Mit schwerem Gerät ist die Brücke an die richtige Stelle im Kanal gesetzt worden. © Günther Goldstein
Datteln-Hamm-Kanal

Neue Brücke auf dem Kanal: Große Aktion an Gahmener Straße

Mit gewaltigen Maschinen ist am Donnerstag (1. Juli) die neue Kanalbrücke an der Gahmener Straße eingeschwommen worden. Eine Aktion, die vom frühen Morgen bis zum späten Abend dauerte.

Der Unterschied ist gewaltig. Auf der einen Seite die rostbraune Brücke, über die im Moment nur einseitig Verkehr fließt. Auf der anderen Seite das viel größere, gewaltige Exemplar – der Neubau der Kanalbrücke, der in den vergangenen Monaten zusammengebaut wurde. Seit Donnerstag (1. Juli) ist der Neubau an der für ihn vorgesehene Stelle auf dem Datteln-Hamm-Kanal. Die Brücke wurde mit schwerem Gerät „eingeschwommen“, so nennt man das korrekt im Fachjargon, wie Ralf Bruns vom zuständigen Wasserstraßen-Neubauamt am Rande der Baustelle erklärt. Ein kleines bisschen aufgeregt, so gibt er zu, ist er an diesem Tag schon. „Das gehört dazu“, sagt er.

Im Hintergrund sind die lauten Geräusche der gewaltigen Geräte zu hören. Das Prozedere dabei: Der nördlich des Kanals vormontierte Stahlüberbau wurde zunächst angehoben und dann mit sogenannten Modulfahrzeugen zum Kanalufer gefahren. Von dort wurde dann eines der Fahrzeuge mit einem Schwimmponton zur anderen Kanalseite übergesetzt. Anschließend transportierten die Modulfahrzeuge die rund 500 Tonnen schwere Konstruktion längs des Kanals zu den vorbereiteten Brückenwiderlagern, wo sie letztlich abgesetzt wurde.

Zentimeter für Zentimeter geht es voran

Das Verfahren ist nicht in ein paar Stunden vorüber – sondern hat am Donnerstag den ganzen Tag gedauert.
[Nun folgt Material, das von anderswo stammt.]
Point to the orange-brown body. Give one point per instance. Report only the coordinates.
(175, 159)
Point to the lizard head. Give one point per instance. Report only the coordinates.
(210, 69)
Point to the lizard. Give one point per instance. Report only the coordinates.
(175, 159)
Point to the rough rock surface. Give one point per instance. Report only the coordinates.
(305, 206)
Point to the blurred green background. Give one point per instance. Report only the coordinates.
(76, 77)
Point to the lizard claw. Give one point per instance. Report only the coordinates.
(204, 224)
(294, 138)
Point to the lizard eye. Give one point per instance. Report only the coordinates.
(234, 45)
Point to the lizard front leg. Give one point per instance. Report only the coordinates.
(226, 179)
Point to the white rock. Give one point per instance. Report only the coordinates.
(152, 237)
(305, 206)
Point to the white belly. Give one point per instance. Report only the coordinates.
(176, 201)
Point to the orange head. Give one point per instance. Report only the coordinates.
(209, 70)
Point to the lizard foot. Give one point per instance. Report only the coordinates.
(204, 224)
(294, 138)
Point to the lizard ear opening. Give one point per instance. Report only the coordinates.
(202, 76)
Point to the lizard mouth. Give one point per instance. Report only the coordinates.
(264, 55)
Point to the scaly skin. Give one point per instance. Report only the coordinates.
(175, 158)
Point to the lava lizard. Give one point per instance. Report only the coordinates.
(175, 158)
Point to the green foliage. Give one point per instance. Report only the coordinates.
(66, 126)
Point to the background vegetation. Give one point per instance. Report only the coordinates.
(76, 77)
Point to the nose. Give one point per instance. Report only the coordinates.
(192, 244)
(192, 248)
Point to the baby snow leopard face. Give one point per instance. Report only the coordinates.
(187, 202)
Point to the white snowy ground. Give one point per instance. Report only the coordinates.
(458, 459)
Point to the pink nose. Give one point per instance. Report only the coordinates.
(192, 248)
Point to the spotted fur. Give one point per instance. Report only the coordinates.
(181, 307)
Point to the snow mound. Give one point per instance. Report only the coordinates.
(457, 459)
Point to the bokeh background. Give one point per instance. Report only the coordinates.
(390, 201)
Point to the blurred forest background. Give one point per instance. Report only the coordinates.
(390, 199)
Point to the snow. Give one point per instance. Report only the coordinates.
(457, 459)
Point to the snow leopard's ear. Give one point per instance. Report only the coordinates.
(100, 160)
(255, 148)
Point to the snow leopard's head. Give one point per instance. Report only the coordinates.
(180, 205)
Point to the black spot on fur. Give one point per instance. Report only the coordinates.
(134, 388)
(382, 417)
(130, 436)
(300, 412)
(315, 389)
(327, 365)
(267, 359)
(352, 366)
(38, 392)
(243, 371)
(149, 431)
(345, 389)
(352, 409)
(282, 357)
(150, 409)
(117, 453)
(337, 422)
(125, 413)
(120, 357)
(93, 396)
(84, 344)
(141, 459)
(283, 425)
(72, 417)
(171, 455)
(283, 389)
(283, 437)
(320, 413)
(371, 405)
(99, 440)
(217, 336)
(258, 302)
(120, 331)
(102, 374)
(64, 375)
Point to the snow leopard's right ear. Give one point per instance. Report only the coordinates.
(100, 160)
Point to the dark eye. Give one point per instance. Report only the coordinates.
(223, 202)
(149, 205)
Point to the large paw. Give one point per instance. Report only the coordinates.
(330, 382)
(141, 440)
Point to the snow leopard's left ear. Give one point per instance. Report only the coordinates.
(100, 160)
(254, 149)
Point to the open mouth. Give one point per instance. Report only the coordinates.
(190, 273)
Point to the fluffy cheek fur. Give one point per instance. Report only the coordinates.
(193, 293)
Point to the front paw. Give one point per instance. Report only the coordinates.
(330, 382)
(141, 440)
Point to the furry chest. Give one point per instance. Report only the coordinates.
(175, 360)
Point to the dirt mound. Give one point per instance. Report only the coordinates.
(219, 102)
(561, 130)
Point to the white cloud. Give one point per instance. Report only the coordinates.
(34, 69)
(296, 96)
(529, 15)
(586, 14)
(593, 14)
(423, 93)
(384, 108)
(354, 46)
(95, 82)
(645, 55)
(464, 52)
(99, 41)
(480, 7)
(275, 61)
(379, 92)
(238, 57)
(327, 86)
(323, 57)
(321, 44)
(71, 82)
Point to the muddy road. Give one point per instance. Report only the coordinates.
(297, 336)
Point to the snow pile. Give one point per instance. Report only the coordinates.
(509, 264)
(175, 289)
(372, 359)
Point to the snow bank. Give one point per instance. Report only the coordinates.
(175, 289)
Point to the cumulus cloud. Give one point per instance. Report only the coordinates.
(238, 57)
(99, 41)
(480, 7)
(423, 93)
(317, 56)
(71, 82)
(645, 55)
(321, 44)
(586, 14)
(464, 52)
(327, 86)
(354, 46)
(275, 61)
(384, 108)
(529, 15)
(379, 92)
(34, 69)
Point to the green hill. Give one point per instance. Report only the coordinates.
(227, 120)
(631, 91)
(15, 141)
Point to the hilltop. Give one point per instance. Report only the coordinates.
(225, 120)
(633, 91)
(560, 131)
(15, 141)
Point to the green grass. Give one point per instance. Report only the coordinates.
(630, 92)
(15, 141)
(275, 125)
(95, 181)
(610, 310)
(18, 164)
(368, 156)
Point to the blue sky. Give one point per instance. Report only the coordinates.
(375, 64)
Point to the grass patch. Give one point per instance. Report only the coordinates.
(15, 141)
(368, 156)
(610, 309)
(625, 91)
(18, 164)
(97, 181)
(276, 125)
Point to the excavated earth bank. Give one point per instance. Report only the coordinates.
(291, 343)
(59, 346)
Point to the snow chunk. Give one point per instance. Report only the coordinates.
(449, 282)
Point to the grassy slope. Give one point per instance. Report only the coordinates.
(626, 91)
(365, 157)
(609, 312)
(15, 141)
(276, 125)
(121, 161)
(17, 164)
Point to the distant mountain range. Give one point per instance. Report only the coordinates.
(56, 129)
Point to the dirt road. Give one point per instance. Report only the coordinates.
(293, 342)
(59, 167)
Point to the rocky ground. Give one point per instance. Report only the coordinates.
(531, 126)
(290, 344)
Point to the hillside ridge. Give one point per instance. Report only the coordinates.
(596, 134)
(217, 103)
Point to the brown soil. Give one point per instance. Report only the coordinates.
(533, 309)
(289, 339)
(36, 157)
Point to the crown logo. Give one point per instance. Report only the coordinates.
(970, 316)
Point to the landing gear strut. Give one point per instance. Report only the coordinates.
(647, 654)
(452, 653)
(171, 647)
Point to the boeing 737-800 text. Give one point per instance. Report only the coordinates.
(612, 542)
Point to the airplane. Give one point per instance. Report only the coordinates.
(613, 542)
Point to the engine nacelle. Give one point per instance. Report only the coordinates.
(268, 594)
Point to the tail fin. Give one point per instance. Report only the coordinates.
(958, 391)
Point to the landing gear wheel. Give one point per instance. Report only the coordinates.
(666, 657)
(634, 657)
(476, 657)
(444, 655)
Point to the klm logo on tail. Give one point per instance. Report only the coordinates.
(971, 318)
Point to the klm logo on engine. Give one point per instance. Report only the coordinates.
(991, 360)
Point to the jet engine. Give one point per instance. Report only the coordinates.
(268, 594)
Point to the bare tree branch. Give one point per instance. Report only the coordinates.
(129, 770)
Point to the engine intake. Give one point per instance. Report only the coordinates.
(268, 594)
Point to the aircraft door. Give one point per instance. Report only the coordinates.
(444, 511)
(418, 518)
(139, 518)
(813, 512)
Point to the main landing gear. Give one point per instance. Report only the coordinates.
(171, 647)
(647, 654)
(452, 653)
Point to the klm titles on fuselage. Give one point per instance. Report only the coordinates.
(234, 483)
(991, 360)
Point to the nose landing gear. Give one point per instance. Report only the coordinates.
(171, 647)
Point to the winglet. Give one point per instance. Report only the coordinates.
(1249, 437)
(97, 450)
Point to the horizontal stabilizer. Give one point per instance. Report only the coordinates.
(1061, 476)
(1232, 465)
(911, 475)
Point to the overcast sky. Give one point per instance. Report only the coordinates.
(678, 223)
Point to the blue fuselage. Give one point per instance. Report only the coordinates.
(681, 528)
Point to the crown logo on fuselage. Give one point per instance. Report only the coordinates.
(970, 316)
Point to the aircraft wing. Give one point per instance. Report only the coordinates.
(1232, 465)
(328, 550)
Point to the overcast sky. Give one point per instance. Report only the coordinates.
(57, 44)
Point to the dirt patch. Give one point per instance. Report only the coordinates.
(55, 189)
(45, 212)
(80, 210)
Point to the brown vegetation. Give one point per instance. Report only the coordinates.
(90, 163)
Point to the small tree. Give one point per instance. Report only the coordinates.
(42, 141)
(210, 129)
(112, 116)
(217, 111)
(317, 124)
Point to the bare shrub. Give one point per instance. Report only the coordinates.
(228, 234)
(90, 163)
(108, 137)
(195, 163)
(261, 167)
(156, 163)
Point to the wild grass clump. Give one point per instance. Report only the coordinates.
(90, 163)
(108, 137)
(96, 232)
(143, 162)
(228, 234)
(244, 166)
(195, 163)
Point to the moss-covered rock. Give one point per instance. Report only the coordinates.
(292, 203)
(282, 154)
Ab 5 Uhr war der Kanal für die Schifffahrt gesperrt. Nach der Einrichtung der Baustelle ging es dann los. Zentimeter für Zentimeter – so schien es zumindest für die Zuschauer. Bis in die Nacht, so schätzte es Ralf Bruns am Vormittag, würde die Aktion dauern. Bis 23 Uhr war der Kanal auch für die Schifffahrt gesperrt.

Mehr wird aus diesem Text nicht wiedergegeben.